呉波氏 EMUIのプトロコルをベースにして、au向けにカスタマイズしたUIを搭載しています。

―― おサイフケータイを搭載しなかった理由は?

呉波氏 日本のおサイフケータイに対応させるのは過程が必要です。徐々に一歩ずつ進めていかなければなりません。今回のnova 2は対応していませんが、今後発売する機種では、搭載する可能性はあります。

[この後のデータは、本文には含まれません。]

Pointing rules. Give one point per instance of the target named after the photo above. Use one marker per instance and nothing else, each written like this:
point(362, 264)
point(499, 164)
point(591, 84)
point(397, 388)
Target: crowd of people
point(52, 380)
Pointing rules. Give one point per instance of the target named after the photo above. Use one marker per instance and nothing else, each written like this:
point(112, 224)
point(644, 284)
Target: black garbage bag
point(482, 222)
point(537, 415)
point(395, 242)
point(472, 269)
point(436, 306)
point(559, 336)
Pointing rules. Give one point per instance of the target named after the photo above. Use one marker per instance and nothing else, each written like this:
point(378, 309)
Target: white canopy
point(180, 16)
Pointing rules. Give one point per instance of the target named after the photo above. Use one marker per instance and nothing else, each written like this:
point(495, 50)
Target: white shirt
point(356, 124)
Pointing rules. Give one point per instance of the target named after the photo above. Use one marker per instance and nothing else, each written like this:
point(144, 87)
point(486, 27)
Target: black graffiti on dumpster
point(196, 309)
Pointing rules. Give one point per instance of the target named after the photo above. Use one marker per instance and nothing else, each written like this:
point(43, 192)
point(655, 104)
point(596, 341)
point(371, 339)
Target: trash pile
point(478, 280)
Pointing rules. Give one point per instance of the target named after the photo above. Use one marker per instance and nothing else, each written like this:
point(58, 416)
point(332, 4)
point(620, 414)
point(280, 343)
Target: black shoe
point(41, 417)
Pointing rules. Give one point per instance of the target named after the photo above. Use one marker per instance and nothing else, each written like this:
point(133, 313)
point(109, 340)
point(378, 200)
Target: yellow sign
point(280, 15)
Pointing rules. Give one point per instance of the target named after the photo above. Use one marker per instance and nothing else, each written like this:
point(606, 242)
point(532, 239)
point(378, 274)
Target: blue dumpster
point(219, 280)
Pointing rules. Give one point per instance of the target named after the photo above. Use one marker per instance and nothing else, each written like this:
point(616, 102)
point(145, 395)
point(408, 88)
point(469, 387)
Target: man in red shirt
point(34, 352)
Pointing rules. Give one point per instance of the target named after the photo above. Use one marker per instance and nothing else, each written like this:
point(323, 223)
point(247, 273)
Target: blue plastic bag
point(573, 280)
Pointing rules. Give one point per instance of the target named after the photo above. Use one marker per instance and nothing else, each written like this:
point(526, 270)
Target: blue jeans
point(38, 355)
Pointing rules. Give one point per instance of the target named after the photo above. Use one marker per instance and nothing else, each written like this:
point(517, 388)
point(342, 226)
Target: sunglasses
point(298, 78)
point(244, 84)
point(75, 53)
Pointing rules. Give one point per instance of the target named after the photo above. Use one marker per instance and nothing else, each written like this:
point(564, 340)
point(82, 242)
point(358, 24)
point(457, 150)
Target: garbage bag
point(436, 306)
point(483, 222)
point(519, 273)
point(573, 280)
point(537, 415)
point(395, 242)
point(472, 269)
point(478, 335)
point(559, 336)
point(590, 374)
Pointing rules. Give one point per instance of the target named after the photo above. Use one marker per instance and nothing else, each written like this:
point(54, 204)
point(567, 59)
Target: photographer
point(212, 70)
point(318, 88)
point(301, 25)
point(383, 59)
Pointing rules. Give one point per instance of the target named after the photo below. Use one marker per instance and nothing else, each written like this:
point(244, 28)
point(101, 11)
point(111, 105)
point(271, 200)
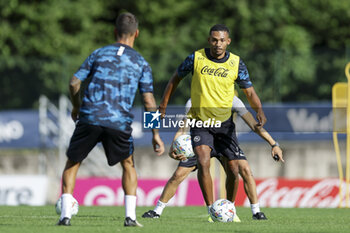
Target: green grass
point(24, 219)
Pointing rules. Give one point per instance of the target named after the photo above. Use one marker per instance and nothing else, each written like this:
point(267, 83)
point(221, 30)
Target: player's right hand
point(277, 151)
point(75, 114)
point(158, 145)
point(162, 111)
point(173, 155)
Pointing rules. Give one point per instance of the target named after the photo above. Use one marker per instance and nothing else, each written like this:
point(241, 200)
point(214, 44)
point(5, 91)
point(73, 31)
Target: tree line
point(295, 50)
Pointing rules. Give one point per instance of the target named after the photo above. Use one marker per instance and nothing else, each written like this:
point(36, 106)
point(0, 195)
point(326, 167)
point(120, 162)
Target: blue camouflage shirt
point(113, 73)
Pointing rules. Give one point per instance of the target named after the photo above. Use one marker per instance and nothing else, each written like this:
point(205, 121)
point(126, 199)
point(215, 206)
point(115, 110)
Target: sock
point(255, 208)
point(66, 206)
point(208, 208)
point(160, 207)
point(130, 206)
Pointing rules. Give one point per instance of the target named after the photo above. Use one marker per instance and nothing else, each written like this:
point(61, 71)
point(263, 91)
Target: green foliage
point(294, 50)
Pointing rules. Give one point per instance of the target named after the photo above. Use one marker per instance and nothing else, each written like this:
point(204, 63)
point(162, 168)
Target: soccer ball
point(182, 145)
point(75, 206)
point(222, 210)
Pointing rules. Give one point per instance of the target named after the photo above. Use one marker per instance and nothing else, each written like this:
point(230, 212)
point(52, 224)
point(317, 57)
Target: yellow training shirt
point(212, 87)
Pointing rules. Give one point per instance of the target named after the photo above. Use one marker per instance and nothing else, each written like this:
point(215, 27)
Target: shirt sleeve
point(238, 106)
point(146, 80)
point(87, 66)
point(186, 66)
point(243, 79)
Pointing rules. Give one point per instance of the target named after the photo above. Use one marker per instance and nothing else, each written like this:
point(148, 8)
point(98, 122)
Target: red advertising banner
point(271, 192)
point(105, 191)
point(294, 193)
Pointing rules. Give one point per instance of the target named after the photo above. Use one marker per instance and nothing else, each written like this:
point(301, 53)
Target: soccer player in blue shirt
point(114, 73)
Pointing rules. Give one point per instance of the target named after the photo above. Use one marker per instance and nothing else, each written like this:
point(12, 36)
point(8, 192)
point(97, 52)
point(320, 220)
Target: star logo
point(151, 120)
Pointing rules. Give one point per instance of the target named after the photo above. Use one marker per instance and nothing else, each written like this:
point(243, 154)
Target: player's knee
point(246, 172)
point(128, 162)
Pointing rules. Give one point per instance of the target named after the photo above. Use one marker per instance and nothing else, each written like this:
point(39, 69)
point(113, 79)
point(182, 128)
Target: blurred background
point(295, 52)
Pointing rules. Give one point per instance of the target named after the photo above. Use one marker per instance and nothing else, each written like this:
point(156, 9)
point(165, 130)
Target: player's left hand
point(173, 155)
point(260, 116)
point(162, 110)
point(278, 152)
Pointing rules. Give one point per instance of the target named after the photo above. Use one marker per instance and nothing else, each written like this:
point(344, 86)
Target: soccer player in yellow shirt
point(214, 73)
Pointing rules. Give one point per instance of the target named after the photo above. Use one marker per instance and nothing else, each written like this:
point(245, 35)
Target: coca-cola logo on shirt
point(219, 72)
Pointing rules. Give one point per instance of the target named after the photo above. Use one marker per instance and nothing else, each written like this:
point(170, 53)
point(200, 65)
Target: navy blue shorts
point(222, 140)
point(118, 145)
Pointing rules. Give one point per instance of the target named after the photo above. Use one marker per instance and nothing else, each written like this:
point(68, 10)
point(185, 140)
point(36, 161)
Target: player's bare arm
point(180, 131)
point(169, 90)
point(150, 105)
point(275, 148)
point(255, 103)
point(74, 90)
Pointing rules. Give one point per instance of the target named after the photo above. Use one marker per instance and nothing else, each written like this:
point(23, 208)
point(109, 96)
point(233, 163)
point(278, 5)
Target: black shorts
point(192, 161)
point(222, 140)
point(118, 145)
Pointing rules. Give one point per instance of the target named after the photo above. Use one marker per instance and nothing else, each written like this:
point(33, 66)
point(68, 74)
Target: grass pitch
point(24, 219)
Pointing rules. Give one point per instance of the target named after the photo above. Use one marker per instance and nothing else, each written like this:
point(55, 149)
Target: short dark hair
point(126, 24)
point(219, 27)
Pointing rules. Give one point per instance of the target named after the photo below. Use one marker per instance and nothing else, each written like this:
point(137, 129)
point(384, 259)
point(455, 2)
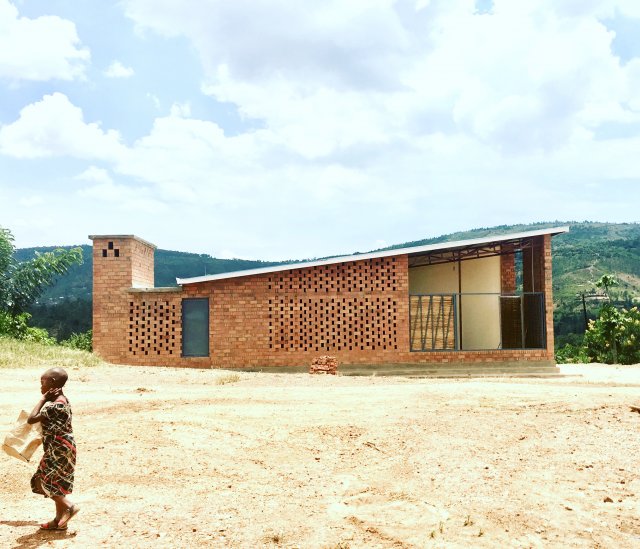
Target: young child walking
point(54, 477)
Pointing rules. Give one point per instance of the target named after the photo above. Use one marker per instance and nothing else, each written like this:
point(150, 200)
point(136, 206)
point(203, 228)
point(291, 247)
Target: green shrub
point(83, 341)
point(16, 326)
point(614, 338)
point(572, 354)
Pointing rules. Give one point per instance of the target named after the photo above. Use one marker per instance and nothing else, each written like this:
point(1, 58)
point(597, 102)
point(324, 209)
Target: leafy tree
point(21, 283)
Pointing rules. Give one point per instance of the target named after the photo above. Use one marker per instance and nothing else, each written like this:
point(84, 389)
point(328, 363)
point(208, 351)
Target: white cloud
point(56, 127)
point(127, 198)
point(118, 70)
point(44, 48)
point(521, 79)
point(375, 119)
point(95, 175)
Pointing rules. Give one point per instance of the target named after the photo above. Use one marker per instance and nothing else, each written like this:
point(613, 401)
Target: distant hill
point(581, 256)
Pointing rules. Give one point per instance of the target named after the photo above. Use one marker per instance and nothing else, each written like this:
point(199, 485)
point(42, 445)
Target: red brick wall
point(119, 263)
point(356, 311)
point(508, 270)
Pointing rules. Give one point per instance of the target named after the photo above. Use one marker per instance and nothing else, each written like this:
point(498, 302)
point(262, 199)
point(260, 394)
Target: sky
point(282, 129)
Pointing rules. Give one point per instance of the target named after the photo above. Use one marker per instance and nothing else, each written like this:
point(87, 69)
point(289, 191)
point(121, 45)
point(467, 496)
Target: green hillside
point(581, 256)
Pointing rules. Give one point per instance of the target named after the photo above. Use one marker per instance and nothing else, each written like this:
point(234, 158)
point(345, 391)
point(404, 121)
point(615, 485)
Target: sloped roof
point(413, 250)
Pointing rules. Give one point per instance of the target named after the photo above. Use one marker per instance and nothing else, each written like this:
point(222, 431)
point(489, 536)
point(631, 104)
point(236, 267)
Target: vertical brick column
point(508, 270)
point(120, 262)
point(548, 294)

Huawei CES 2018に出展されていたグローバル版の「HUAWEI nova 2」
Huawei グローバルでは5.5型の「HUAWEI nova 2 Plus」も展開

2018年のHuaweiはキャリアモデルに注力する?

―― HUAWEI nova 2をSIMフリーでも発売する予定はありますか?

呉波氏 2018年に限って言えば、nova 2はKDDIのみに提供することを決めています。

―― UQ mobileからも発売しない?

呉波氏 それについてはコメントを差し控えさせてください(1月11日の取材時にはこのように答えていたが、1月15日にUQ mobileがHUAWEI nova 2の取り扱いを発表)。

―― Huaweiは、従来、ドコモとソフトバンクからスマホを発売した実績があります。2018年は、auだけでなく、キャリアモデルへの注力すると捉えてよいのでしょうか?

呉波氏 補足させていただくと、ドコモでは2011〜2012年に、ソフトバンクでは2011〜2012年と2015〜2016年にHuaweiのスマホを出しています。全てのキャリアからスマホを出したという気持ちは常にありますが、具体的なことはお答えできません。

―― 日本で販売するスマホ全体におけるSIMフリーの比率をどのように考えておられますか?

呉波氏 弊社の中では、スマホはSIMフリーがメインと考えています。しかし、弊社は日本市場で、スマホに限らず、さまざまな製品を出させていただいています(モバイルWi-Fiルーター、タブレット、デジタルフォトフレームなど)。SIMフリー市場の規模は、まださほど大きくないたけ、過去10年間の主要な収入源は3大キャリアとのビジネスによるものです。